Commands you can use next
=========================
[*] Invoke Function: sam local invoke
[*] Deploy: sam deploy --guided

Launch SAM locally

$ sam local start-api
Mounting HelloWorldFunction at http://127.0.0.1:3000/hello [GET]
You can now browse to the above endpoints to invoke your functions. You do not need to restart/reload SAM CLI while working on your functions, changes will be reflected instantly/automatically. You only need to restart SAM CLI if you update your AWS SAM template
2020-09-05 22:11:22  * Running on http://127.0.0.1:3000/ (Press CTRL+C to quit)

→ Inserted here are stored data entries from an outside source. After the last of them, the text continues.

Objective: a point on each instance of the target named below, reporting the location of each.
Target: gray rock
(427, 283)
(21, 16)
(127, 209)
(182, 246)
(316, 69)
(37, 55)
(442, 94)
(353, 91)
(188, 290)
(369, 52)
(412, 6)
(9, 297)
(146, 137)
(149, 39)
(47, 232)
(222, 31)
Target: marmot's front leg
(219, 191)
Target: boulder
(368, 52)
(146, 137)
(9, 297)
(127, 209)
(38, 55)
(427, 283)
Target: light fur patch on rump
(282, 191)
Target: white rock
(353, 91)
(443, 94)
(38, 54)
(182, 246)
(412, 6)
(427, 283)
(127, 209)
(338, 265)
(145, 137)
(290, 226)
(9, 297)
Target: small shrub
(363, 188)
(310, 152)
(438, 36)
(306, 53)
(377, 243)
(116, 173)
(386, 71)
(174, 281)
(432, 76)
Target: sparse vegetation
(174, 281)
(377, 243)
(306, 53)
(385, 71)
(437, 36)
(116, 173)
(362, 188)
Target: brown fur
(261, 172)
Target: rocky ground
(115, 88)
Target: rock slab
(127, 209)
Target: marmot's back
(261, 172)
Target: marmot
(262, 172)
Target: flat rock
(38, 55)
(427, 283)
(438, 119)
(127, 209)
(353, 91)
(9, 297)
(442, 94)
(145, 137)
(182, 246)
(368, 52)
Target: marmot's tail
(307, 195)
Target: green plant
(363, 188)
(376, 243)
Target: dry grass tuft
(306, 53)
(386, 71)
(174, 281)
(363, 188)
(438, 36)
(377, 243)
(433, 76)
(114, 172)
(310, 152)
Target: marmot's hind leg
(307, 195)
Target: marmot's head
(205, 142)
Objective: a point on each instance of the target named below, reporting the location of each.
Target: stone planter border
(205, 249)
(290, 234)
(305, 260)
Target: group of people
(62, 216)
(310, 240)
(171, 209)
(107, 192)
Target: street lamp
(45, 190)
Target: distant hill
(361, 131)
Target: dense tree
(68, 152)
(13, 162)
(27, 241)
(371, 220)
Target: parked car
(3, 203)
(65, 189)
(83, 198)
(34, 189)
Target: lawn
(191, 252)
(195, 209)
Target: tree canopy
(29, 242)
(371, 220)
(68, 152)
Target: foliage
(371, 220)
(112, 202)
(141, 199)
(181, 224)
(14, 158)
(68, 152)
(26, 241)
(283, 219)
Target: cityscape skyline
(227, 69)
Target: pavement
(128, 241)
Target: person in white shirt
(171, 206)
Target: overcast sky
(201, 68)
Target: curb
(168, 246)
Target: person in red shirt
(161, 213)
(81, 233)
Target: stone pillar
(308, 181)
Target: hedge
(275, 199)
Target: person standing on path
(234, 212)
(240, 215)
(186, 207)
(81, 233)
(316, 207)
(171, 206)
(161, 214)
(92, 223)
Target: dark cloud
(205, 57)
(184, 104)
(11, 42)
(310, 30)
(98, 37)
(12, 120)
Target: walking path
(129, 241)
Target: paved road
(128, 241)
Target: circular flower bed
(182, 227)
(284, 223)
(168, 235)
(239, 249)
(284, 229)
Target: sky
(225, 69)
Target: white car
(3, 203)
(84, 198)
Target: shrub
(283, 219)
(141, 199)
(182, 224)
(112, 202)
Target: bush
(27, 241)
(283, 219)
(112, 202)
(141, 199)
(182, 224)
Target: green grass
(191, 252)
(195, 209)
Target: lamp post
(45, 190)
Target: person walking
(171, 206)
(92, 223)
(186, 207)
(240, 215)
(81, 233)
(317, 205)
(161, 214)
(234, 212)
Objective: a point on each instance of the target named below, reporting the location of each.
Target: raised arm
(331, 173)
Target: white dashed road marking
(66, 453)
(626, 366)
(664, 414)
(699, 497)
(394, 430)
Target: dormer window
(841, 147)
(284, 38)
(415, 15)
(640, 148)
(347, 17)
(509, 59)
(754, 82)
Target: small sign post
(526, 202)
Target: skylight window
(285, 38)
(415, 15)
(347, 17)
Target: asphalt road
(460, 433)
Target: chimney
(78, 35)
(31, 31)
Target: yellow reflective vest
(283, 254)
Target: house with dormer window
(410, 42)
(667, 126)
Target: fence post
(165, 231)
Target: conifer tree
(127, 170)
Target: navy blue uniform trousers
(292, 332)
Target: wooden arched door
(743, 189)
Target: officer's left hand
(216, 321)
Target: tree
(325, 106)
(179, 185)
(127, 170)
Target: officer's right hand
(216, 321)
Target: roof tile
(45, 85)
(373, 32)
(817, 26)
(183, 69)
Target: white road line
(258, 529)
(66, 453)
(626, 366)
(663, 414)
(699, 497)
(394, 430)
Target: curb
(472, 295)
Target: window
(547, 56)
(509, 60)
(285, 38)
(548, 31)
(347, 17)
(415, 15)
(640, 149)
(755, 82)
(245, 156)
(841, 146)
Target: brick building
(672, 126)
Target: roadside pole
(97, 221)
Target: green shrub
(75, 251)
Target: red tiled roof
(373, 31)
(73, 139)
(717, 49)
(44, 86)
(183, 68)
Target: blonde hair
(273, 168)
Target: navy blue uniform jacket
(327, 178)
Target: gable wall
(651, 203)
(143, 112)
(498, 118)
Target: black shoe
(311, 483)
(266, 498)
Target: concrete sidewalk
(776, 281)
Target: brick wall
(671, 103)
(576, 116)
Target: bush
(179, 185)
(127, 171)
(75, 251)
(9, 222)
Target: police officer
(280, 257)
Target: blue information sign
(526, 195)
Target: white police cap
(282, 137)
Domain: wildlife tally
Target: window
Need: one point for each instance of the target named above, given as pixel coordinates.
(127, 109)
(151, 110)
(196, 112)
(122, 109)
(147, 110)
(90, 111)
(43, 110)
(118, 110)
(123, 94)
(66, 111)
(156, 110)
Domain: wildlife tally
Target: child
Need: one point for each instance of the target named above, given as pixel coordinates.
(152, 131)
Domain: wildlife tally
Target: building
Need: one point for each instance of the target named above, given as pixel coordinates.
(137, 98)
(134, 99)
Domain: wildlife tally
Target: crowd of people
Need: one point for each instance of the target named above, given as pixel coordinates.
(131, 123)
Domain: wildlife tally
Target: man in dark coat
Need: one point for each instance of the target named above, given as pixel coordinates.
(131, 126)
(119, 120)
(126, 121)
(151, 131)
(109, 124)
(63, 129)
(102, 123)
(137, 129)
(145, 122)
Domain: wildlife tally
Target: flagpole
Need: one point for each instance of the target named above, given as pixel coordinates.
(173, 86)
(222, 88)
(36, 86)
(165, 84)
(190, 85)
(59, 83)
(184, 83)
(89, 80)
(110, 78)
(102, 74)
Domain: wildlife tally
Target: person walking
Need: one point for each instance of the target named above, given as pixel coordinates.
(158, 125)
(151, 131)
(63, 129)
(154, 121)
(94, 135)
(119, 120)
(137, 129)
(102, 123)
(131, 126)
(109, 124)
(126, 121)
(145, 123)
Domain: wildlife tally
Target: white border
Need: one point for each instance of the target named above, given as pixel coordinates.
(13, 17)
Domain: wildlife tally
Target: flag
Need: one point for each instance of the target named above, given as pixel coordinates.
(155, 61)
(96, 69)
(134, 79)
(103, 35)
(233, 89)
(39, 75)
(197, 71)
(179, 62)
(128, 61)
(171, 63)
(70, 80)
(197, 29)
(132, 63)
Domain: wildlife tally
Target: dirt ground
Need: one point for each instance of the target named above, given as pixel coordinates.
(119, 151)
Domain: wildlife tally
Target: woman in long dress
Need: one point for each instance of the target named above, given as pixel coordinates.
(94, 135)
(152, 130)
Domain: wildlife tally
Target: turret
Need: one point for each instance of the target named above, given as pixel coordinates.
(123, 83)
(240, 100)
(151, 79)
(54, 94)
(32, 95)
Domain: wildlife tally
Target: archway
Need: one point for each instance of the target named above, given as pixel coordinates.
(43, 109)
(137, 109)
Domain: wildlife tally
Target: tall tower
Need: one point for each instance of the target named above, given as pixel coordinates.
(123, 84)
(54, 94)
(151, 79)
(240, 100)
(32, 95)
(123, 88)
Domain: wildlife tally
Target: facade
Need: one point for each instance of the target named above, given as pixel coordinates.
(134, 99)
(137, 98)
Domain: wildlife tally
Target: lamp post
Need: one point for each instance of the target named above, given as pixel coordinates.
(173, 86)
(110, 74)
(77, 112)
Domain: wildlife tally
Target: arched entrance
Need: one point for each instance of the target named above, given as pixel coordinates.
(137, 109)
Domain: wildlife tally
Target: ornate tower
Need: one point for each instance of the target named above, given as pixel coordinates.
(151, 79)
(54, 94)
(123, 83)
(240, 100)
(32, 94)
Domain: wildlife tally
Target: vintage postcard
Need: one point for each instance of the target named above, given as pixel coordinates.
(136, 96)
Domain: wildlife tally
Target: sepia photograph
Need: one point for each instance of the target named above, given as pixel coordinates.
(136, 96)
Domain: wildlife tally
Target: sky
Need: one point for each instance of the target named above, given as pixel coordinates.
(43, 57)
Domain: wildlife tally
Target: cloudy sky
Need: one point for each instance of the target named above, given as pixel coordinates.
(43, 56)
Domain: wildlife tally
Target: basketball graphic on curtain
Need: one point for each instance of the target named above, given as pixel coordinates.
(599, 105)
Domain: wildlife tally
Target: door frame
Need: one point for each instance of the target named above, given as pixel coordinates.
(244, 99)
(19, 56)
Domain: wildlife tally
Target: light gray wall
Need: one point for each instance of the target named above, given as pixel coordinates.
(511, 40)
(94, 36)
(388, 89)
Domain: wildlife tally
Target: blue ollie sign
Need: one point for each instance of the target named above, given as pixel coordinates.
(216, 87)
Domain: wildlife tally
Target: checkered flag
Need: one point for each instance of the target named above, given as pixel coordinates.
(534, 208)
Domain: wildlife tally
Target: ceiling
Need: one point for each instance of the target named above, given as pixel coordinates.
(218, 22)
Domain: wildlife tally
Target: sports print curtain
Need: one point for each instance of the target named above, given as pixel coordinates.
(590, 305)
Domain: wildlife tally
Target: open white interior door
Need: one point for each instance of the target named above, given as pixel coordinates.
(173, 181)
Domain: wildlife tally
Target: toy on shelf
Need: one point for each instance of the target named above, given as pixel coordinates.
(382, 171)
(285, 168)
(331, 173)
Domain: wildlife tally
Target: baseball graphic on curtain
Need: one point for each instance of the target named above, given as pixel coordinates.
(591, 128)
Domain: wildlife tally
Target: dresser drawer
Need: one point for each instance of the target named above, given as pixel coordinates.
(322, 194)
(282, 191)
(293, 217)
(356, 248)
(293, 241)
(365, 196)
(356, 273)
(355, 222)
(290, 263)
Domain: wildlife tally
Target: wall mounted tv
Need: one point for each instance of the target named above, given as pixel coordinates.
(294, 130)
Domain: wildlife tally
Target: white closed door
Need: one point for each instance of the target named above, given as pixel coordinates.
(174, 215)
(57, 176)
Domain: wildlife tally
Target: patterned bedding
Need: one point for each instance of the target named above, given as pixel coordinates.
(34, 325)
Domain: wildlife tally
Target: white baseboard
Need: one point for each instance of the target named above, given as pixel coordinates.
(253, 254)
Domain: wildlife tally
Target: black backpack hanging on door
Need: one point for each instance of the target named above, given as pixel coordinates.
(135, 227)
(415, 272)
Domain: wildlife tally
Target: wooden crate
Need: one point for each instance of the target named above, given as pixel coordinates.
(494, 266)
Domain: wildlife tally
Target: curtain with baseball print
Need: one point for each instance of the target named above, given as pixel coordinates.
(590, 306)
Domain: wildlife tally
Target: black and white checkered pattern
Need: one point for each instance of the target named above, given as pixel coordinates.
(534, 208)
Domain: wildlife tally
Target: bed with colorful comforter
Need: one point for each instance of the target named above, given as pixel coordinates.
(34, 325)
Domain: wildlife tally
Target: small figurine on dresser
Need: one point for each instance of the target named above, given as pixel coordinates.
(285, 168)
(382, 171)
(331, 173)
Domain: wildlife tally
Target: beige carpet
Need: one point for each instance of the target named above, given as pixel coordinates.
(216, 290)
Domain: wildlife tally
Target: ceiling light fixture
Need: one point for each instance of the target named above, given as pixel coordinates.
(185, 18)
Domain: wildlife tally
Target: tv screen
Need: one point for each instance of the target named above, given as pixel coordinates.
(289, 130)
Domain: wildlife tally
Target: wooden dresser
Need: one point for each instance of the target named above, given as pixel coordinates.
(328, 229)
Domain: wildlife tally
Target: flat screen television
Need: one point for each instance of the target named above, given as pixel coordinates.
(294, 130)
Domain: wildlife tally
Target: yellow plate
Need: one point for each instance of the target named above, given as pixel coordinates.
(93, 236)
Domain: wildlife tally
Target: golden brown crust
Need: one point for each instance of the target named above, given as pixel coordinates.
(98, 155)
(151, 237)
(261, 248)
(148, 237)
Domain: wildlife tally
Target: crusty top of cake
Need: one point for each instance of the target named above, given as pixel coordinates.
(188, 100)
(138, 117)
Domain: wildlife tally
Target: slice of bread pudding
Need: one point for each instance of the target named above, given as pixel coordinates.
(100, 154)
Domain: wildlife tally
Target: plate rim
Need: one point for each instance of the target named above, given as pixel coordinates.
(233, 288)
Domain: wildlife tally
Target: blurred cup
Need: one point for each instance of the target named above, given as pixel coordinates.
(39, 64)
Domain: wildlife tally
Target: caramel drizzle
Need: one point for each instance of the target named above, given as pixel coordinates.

An error will occur because the SQS endpoint is dummy, but access http://127.0.0.1:3000/hello from a browser and check if there is a Syntax Error etc.

Deploy SAM

The first time you deploy with --guided, samconfig.toml is created interactively.

$ sam deploy --guided

Configuring SAM deploy
======================

	Looking for samconfig.toml :  Not found

	Setting default arguments for 'sam deploy'
	=========================================
	Stack Name [sam-app]: sample-app
	AWS Region [us-east-1]: ap-northeast-1
	#Shows you resources changes to be deployed and require a 'Y' to initiate deploy
	Confirm changes before deploy [y/N]: y
	#SAM needs permission to be able to create roles to connect to the resources in your template
	Allow SAM CLI IAM role creation [Y/n]: Y
	HelloWorldFunction may not have authorization defined, Is this okay? [y/N]: y
	Save arguments to samconfig.toml [Y/n]: Y
・ ・ ・ ・
・ ・ ・ ・
・ ・ ・ ・

It will take some time, but IAM and Api Gateway will be set up and deployed appropriately.

Environmental setting

• Rewrite the SQS endpoint in app.py with the created SQS endpoint.

• Grant the IAM Role assigned to the file creation Lambda function permission to access SQS and S3.

• Set the created SQS in the Destination of the Lambda function of the API as shown below. It may be possible to set this with SAM, but this time I did it manually.

Then build & deploy again.

$ sam build
$ sam deploy

Operation check

Access the API Gateway endpoint set in the Lambda function of Hello World with a browser.

After that, when you access the S3 Bucket, the following CSV file is created.